I also schedule recovery weeks into their training programs each month to allow them to absorb the previous month of hard training and also to try and recover from any niggles that may have accumulated over the previous training block. Also, I think it’s important to come to the track and have some sessions that you can be mentally relaxed for and finish feeling strong and controlled.
Let’s take one of your chargers; 1:47 man Mason Cohen. What sort of mileage is he doing during this base period? How far away is he from top speed over say 60m at any stage during this winter base phase?
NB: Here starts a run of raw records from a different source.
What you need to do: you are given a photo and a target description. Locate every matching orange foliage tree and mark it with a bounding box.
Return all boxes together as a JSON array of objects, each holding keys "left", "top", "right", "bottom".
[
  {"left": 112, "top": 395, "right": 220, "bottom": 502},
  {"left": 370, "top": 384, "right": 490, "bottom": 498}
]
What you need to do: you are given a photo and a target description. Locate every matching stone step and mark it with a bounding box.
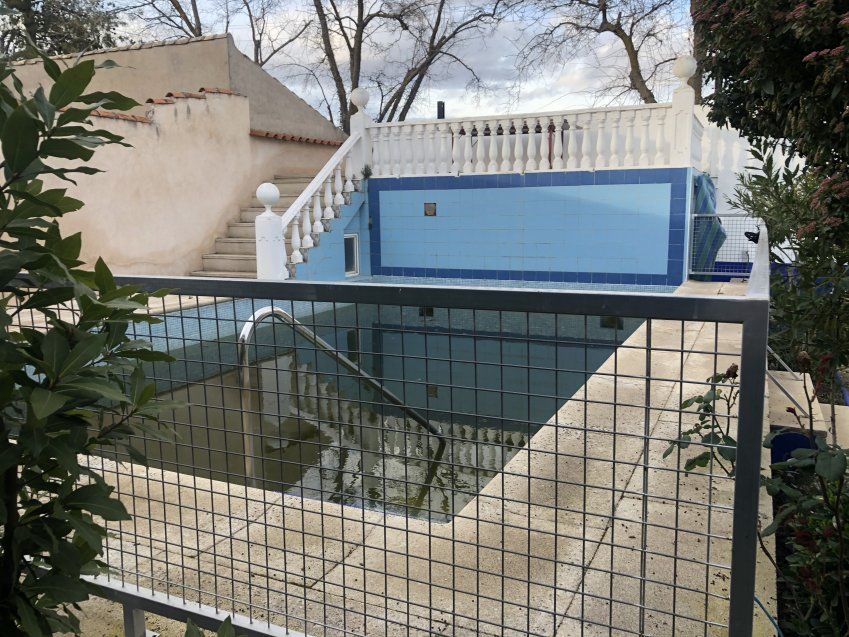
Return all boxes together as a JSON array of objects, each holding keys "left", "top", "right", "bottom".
[
  {"left": 203, "top": 253, "right": 256, "bottom": 272},
  {"left": 192, "top": 270, "right": 256, "bottom": 279},
  {"left": 271, "top": 180, "right": 310, "bottom": 199},
  {"left": 227, "top": 221, "right": 256, "bottom": 241},
  {"left": 215, "top": 236, "right": 292, "bottom": 256}
]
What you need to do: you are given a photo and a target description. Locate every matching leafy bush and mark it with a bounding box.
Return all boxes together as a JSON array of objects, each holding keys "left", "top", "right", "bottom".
[{"left": 0, "top": 52, "right": 172, "bottom": 635}]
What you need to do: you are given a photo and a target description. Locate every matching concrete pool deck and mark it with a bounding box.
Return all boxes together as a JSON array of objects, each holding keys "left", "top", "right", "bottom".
[{"left": 84, "top": 282, "right": 772, "bottom": 636}]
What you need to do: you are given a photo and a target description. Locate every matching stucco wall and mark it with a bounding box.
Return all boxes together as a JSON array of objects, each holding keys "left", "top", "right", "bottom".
[
  {"left": 15, "top": 35, "right": 344, "bottom": 140},
  {"left": 47, "top": 94, "right": 335, "bottom": 274}
]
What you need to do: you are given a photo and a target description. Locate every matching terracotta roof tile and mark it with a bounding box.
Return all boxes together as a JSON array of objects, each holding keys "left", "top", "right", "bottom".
[
  {"left": 12, "top": 33, "right": 227, "bottom": 65},
  {"left": 251, "top": 128, "right": 342, "bottom": 146},
  {"left": 198, "top": 86, "right": 243, "bottom": 97},
  {"left": 165, "top": 91, "right": 206, "bottom": 100}
]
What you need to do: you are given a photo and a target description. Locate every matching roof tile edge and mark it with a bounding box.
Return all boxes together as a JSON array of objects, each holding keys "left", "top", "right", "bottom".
[
  {"left": 12, "top": 33, "right": 227, "bottom": 66},
  {"left": 250, "top": 128, "right": 343, "bottom": 146}
]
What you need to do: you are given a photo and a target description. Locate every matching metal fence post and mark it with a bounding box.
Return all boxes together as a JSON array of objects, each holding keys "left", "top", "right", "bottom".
[
  {"left": 124, "top": 603, "right": 147, "bottom": 637},
  {"left": 728, "top": 299, "right": 769, "bottom": 637}
]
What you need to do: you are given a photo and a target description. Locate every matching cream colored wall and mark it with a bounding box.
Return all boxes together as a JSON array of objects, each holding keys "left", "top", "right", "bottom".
[
  {"left": 228, "top": 40, "right": 345, "bottom": 141},
  {"left": 15, "top": 36, "right": 230, "bottom": 115},
  {"left": 15, "top": 35, "right": 344, "bottom": 140},
  {"left": 48, "top": 95, "right": 335, "bottom": 275}
]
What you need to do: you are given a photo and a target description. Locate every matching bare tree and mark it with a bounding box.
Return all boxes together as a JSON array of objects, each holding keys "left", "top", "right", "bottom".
[
  {"left": 119, "top": 0, "right": 207, "bottom": 37},
  {"left": 240, "top": 0, "right": 310, "bottom": 66},
  {"left": 313, "top": 0, "right": 511, "bottom": 130},
  {"left": 521, "top": 0, "right": 685, "bottom": 104}
]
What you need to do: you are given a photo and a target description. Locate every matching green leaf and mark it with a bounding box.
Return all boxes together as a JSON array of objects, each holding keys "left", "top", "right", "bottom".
[
  {"left": 684, "top": 451, "right": 711, "bottom": 471},
  {"left": 63, "top": 484, "right": 130, "bottom": 521},
  {"left": 94, "top": 257, "right": 115, "bottom": 293},
  {"left": 15, "top": 595, "right": 46, "bottom": 637},
  {"left": 50, "top": 60, "right": 94, "bottom": 108},
  {"left": 59, "top": 334, "right": 109, "bottom": 376},
  {"left": 80, "top": 91, "right": 139, "bottom": 111},
  {"left": 216, "top": 617, "right": 236, "bottom": 637},
  {"left": 0, "top": 105, "right": 38, "bottom": 173},
  {"left": 29, "top": 387, "right": 68, "bottom": 420},
  {"left": 39, "top": 139, "right": 94, "bottom": 161},
  {"left": 814, "top": 449, "right": 846, "bottom": 482},
  {"left": 58, "top": 378, "right": 129, "bottom": 403},
  {"left": 184, "top": 619, "right": 204, "bottom": 637}
]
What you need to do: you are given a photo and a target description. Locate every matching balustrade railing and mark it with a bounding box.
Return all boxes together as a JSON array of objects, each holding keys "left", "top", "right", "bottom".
[{"left": 366, "top": 104, "right": 672, "bottom": 177}]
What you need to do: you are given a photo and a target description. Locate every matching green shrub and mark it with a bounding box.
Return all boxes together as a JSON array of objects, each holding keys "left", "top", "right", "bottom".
[{"left": 0, "top": 51, "right": 172, "bottom": 635}]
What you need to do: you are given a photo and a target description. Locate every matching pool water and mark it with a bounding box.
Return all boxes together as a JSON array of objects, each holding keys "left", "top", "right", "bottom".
[{"left": 129, "top": 305, "right": 640, "bottom": 521}]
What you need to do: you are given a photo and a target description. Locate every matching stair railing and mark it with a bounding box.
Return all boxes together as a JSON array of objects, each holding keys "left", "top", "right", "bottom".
[
  {"left": 254, "top": 133, "right": 362, "bottom": 280},
  {"left": 238, "top": 305, "right": 445, "bottom": 483}
]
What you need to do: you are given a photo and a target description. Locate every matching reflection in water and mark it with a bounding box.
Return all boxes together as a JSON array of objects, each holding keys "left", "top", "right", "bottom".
[{"left": 131, "top": 306, "right": 638, "bottom": 521}]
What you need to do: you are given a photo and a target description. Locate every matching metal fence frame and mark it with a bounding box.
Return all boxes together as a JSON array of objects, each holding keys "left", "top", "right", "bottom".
[{"left": 84, "top": 236, "right": 769, "bottom": 637}]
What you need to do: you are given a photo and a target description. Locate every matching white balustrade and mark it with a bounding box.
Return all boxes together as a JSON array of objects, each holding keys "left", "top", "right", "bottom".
[{"left": 257, "top": 56, "right": 728, "bottom": 275}]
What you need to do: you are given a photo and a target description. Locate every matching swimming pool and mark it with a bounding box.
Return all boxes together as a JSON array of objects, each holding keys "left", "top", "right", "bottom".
[{"left": 124, "top": 299, "right": 641, "bottom": 522}]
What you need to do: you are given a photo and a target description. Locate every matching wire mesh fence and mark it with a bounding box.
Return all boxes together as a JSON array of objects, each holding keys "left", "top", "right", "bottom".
[
  {"left": 8, "top": 277, "right": 766, "bottom": 636},
  {"left": 690, "top": 214, "right": 763, "bottom": 281}
]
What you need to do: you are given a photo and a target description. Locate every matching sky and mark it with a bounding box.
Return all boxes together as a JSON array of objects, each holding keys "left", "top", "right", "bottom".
[{"left": 127, "top": 0, "right": 690, "bottom": 119}]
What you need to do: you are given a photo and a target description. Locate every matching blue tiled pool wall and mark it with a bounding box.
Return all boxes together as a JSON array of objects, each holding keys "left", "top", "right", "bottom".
[{"left": 368, "top": 168, "right": 692, "bottom": 286}]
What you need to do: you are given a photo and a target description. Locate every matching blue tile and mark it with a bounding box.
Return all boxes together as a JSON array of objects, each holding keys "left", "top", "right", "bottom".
[{"left": 670, "top": 182, "right": 687, "bottom": 198}]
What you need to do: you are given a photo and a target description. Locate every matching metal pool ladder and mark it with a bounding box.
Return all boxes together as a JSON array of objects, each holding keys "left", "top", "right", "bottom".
[{"left": 239, "top": 305, "right": 445, "bottom": 479}]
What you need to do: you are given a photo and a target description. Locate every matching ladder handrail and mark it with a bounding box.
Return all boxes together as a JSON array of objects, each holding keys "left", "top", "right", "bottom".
[{"left": 238, "top": 305, "right": 445, "bottom": 462}]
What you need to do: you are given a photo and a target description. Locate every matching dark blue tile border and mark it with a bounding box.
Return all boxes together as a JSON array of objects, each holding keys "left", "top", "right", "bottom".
[{"left": 368, "top": 168, "right": 691, "bottom": 286}]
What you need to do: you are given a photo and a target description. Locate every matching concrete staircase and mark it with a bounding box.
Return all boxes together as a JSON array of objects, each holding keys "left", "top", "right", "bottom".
[{"left": 192, "top": 175, "right": 313, "bottom": 279}]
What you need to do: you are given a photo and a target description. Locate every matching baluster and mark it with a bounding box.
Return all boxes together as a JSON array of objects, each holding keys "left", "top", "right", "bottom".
[
  {"left": 312, "top": 194, "right": 324, "bottom": 234},
  {"left": 425, "top": 124, "right": 439, "bottom": 175},
  {"left": 486, "top": 120, "right": 498, "bottom": 173},
  {"left": 593, "top": 113, "right": 607, "bottom": 170},
  {"left": 637, "top": 109, "right": 651, "bottom": 166},
  {"left": 525, "top": 117, "right": 539, "bottom": 171},
  {"left": 607, "top": 112, "right": 622, "bottom": 168},
  {"left": 564, "top": 116, "right": 580, "bottom": 170},
  {"left": 299, "top": 204, "right": 315, "bottom": 248},
  {"left": 622, "top": 111, "right": 636, "bottom": 167},
  {"left": 289, "top": 215, "right": 304, "bottom": 263},
  {"left": 551, "top": 117, "right": 564, "bottom": 170},
  {"left": 403, "top": 126, "right": 416, "bottom": 175},
  {"left": 451, "top": 122, "right": 463, "bottom": 175},
  {"left": 654, "top": 108, "right": 669, "bottom": 166},
  {"left": 463, "top": 122, "right": 475, "bottom": 173},
  {"left": 328, "top": 165, "right": 345, "bottom": 206},
  {"left": 438, "top": 124, "right": 451, "bottom": 175},
  {"left": 513, "top": 119, "right": 525, "bottom": 173},
  {"left": 372, "top": 128, "right": 386, "bottom": 177},
  {"left": 342, "top": 155, "right": 352, "bottom": 192},
  {"left": 539, "top": 117, "right": 551, "bottom": 170},
  {"left": 322, "top": 175, "right": 332, "bottom": 219},
  {"left": 413, "top": 124, "right": 426, "bottom": 175},
  {"left": 501, "top": 119, "right": 513, "bottom": 173},
  {"left": 475, "top": 122, "right": 486, "bottom": 173},
  {"left": 581, "top": 114, "right": 593, "bottom": 170},
  {"left": 388, "top": 126, "right": 404, "bottom": 177}
]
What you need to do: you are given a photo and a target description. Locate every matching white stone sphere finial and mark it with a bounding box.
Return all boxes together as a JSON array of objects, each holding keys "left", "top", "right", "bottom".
[
  {"left": 256, "top": 181, "right": 280, "bottom": 212},
  {"left": 351, "top": 86, "right": 368, "bottom": 111},
  {"left": 672, "top": 54, "right": 696, "bottom": 86}
]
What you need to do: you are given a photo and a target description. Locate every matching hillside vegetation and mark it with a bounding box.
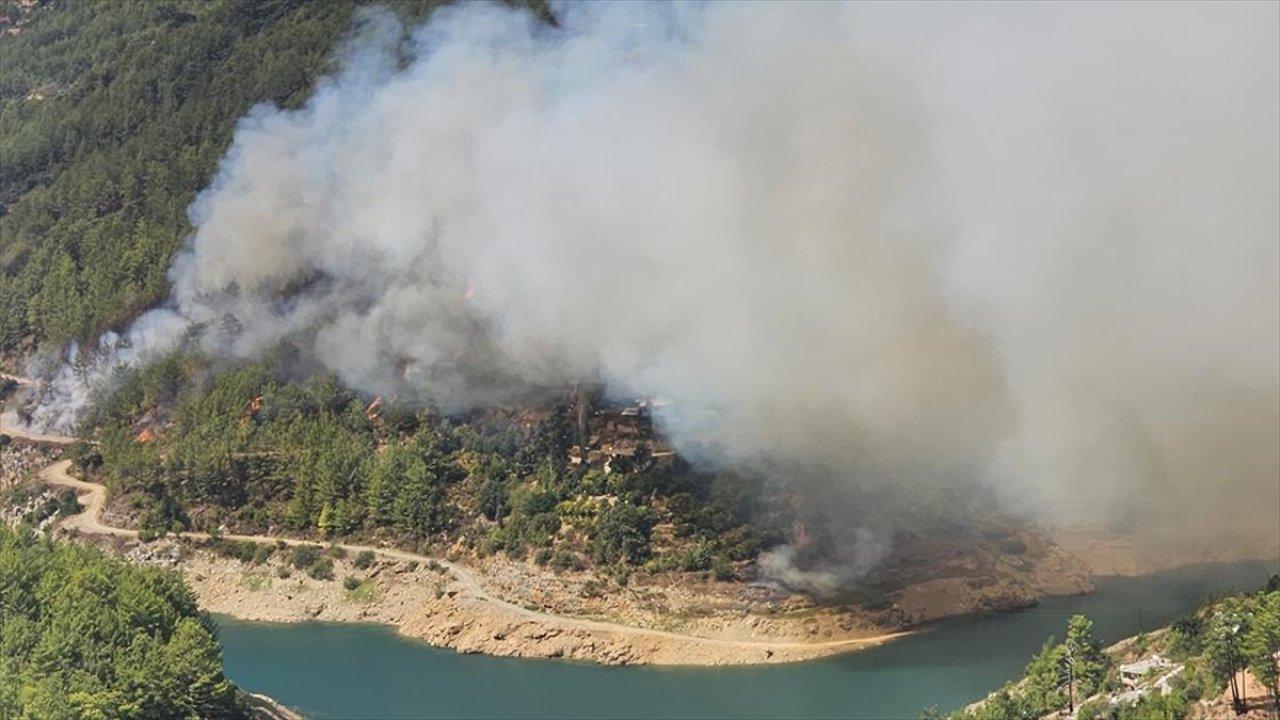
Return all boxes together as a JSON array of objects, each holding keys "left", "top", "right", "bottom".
[
  {"left": 0, "top": 525, "right": 250, "bottom": 719},
  {"left": 78, "top": 355, "right": 778, "bottom": 577},
  {"left": 0, "top": 0, "right": 458, "bottom": 356},
  {"left": 952, "top": 575, "right": 1280, "bottom": 720}
]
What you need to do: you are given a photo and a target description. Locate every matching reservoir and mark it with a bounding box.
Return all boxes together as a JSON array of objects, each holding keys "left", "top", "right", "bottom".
[{"left": 216, "top": 561, "right": 1280, "bottom": 720}]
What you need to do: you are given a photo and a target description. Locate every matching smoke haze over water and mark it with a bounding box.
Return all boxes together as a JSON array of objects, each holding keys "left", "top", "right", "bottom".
[{"left": 12, "top": 3, "right": 1280, "bottom": 566}]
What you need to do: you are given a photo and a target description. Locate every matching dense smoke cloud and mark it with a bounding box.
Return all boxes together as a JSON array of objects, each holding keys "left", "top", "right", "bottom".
[{"left": 12, "top": 3, "right": 1280, "bottom": 571}]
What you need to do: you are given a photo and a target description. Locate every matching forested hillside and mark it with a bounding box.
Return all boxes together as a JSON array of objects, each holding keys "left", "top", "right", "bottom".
[
  {"left": 79, "top": 355, "right": 778, "bottom": 577},
  {"left": 0, "top": 0, "right": 771, "bottom": 584},
  {"left": 0, "top": 525, "right": 250, "bottom": 719},
  {"left": 0, "top": 0, "right": 455, "bottom": 355}
]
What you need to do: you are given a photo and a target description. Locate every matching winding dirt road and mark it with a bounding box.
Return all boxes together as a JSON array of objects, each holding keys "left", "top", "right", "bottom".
[{"left": 4, "top": 378, "right": 909, "bottom": 656}]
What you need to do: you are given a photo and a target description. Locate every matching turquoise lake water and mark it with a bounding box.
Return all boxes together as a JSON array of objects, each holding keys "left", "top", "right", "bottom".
[{"left": 218, "top": 561, "right": 1280, "bottom": 720}]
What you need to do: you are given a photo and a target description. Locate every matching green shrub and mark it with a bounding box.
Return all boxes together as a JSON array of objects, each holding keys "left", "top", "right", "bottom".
[
  {"left": 209, "top": 538, "right": 259, "bottom": 562},
  {"left": 712, "top": 555, "right": 737, "bottom": 580}
]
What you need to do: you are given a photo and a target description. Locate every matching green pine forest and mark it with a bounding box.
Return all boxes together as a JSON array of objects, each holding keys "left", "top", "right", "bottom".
[
  {"left": 0, "top": 525, "right": 250, "bottom": 720},
  {"left": 0, "top": 0, "right": 768, "bottom": 589}
]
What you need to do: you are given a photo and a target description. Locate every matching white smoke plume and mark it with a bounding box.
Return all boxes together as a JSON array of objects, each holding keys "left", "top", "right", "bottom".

Mason will run around 60-70km each week until we get into the middle of the racing season where this will likely drop down. In regards to his top speed, he is never too far away from this at any stage of the year. We include regular speed work year round so I’d expect him to be able to run fast over 200m at any point in the year.
Thoughts on what it takes to be a 1:44 runner. What sort of pure 200m/400m speed does a runner need as a minimum? Thoughts on 800m runners who clock gigantic mileage?
Until I coach someone to run 1.44 I guess I won’t really know but I believe the modern day 800m runner needs to be very fast over 200m and 400m. I’m sure people will have differing beliefs but I’d be expecting them to run a minimum of 22 seconds and 47 seconds for the 200 and 400 respectively. Of course, there will be exceptions but I think if you look at the majority of athletes who have run 1.44 or quicker over 800m many of them have either recorded fast 400m times or have the potential to run very quick over 400m based on how fast they come through the 400m in an 800m race.
In regards to gigantic mileage for 800m runners it’s probably not the way I go about coaching the event. Yes it may work for some but are those runners actually 1500m or above athletes who happen to run a good 800m as well? As I said I think the modern day 800m runner needs to be very fast over 200m and 400m and I can’t see how you can truly develop this area while running very high mileage. However, I’m new to the coaching scene and always happy to learn from people with more experience so I’m not saying I would never do it but I don’t think it’s the most efficient way of preparing an 800m runner.
Your favourite 800m runner of all time?
Wilson Kipketer without a doubt. He was so smooth over the 2 lap event and took the long standing WR away from Seb Coe. He tied the world record and then finally broke it in Zurich before going on to break it again later in the season in Germany. When he first broke the record I remember him going through the first 400 in 48 seconds………..Crazy! His dominance over the event was incredible. He was never quite the same after he contracted Malaria and I was so disappointed he didn’t win Gold in Sydney after missing out on the opportunity to run in Atlanta.